I need your eyes on my minor project to make sure I don’t totally hose myself in setting up a vlan one of our nodes. Let me prefeace by saying I know cisco/*NIX and have a pretty good grasp on wired networks but I want to make certain that I don’t lock myself out or munge the system in such a way that I need to send up a climber to our hardware, which sadly is 1200 feet up, our weather sucks and it could be a mult-iday outage
The external router, a cisco 3825, and a 3650 switch have been configured for vlans and trunking and they are workin well on the local network. Proper subinterfaces have been created for vlan 5 and the machines are able to do what they need to so. I need to have a remote SM be on the same vlan. For our purposes, the network is too simple. The 3825 has a trunk to our 3560 which in turn goes to our CMM and then the backhaul. The Backhaul talks to the other BH about 5 miles away. Once there, it goes from that BH to the CMM4 then to the specific AP the SM registers on. Lastly, we have the SM itself
Dont scream at me but right now this segment is all on VLAN 1 … i’m working on changing that. For now, its vlan1.
So, and I know this is a big question, what hardware do I need to configure to get VLAN 5 working on this client’s SM? What settings need to be done and, if it matters, which order should it be done in? I really am in the dark as to how to setup VLANs on the SM/AP/CMM. Sorry this is so nebulous but Its late And I’m hoping you all can help me out.
AP’s are easy. Just goto vlan under configuration and set it to enable. I also set dynamic learning to disable. This gives you control over which vlans the ap will pass. Then goto the vlan member ship page and put in all vlans this ap should be a member of, in your case 1 and 5 it sounds like.
Now for the suscribers there is no on or off, but you have a couple different ways of doing this. If the computers or routers on the other end of the SM are already set to vlan 5 all you need to do is add vlan 5 as a member to the SM. This will allow the sm to pass vlan 1 and 5 and then you can do the configuring from the router or computers on the other end.
You can set the default port vid (older software called it “untagged ingress id” to 5. What this will do is receive vlan 5 on the wireless side and send it down the cat5 cable as untagged. this way you don’t need to configure the routers or switches on that end of the link.
Just make sure your management vid’s all stay 1 and you can’t lock your self out.
Very cool.

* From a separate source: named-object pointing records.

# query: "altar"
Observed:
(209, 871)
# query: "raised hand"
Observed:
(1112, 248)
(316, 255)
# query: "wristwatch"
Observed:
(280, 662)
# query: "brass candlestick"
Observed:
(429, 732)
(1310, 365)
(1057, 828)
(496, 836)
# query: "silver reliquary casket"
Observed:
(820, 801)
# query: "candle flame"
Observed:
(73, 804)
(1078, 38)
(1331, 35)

Thank you. I’m still having a problem in that I’m not able to make it to the core router from the SM but I didn’t lock myself out yet, which is good. I’m not eager to tackle our Admin vlan issues but thats coming soon enough.
May I ask about the CMMs? I am pretty sure they in hybrid mode for the connection to the Microwave and to all the APs. Should I set them to switchport mode trunking and then add the appropriate allowed vlans to those ports? I don’t think there is much I can do on a BH … they seem to allow for tagging on the admin vlan but thats as much as I’ve seen.

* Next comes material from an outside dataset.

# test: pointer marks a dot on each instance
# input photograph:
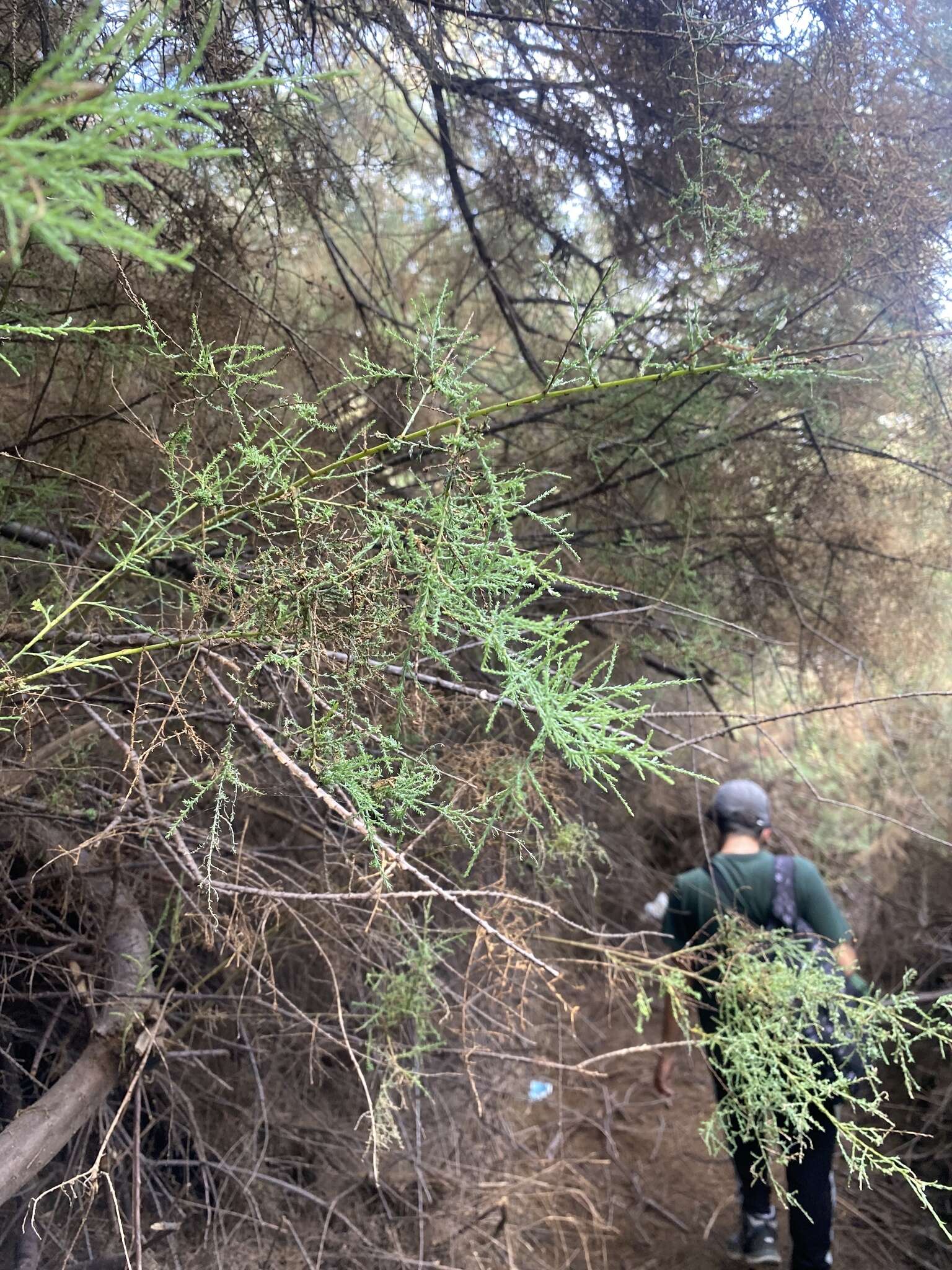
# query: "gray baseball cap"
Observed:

Backhauls pass everything. Only reason to enable vlan there is if you want the management vlan to be something other than 1. The CMM’s I leave alone also. There may be a better way to set them up but to acheive what you want you can leave them in their default config. It works for us. If there is a better way I’m sure someone else will chime in.
I know the CMM Micros use what they call port-based VLANing. Aside from the management VID they have no concept of 802.1q. I have no idea about CMM4s as they use a Moxa or EtherWan switch internally so the only place to check would be the manual I think.
You will need to give a bit of consideration to VLAN 1. Cisco gear uses 1 as the default VLAN and it is normally untagged on all trunk ports. Key protocols like CDP, STP, VTP, etc live here. If you’re going to set your Canopy gear to use VLAN 1 for management they will be looking for tagged frames - to get around this you can either set the native VLAN to something made up (VLAN 999 etc) or, some IOS versions have a command like “switchport trunk native vlan tagged”. This will force an 802.1q header on your management traffic going out that interface.
I configured VLAN -999 into AP & SM.When I am trying to login both the device then it is not responding.Can anybody advice me how to login in this conditions.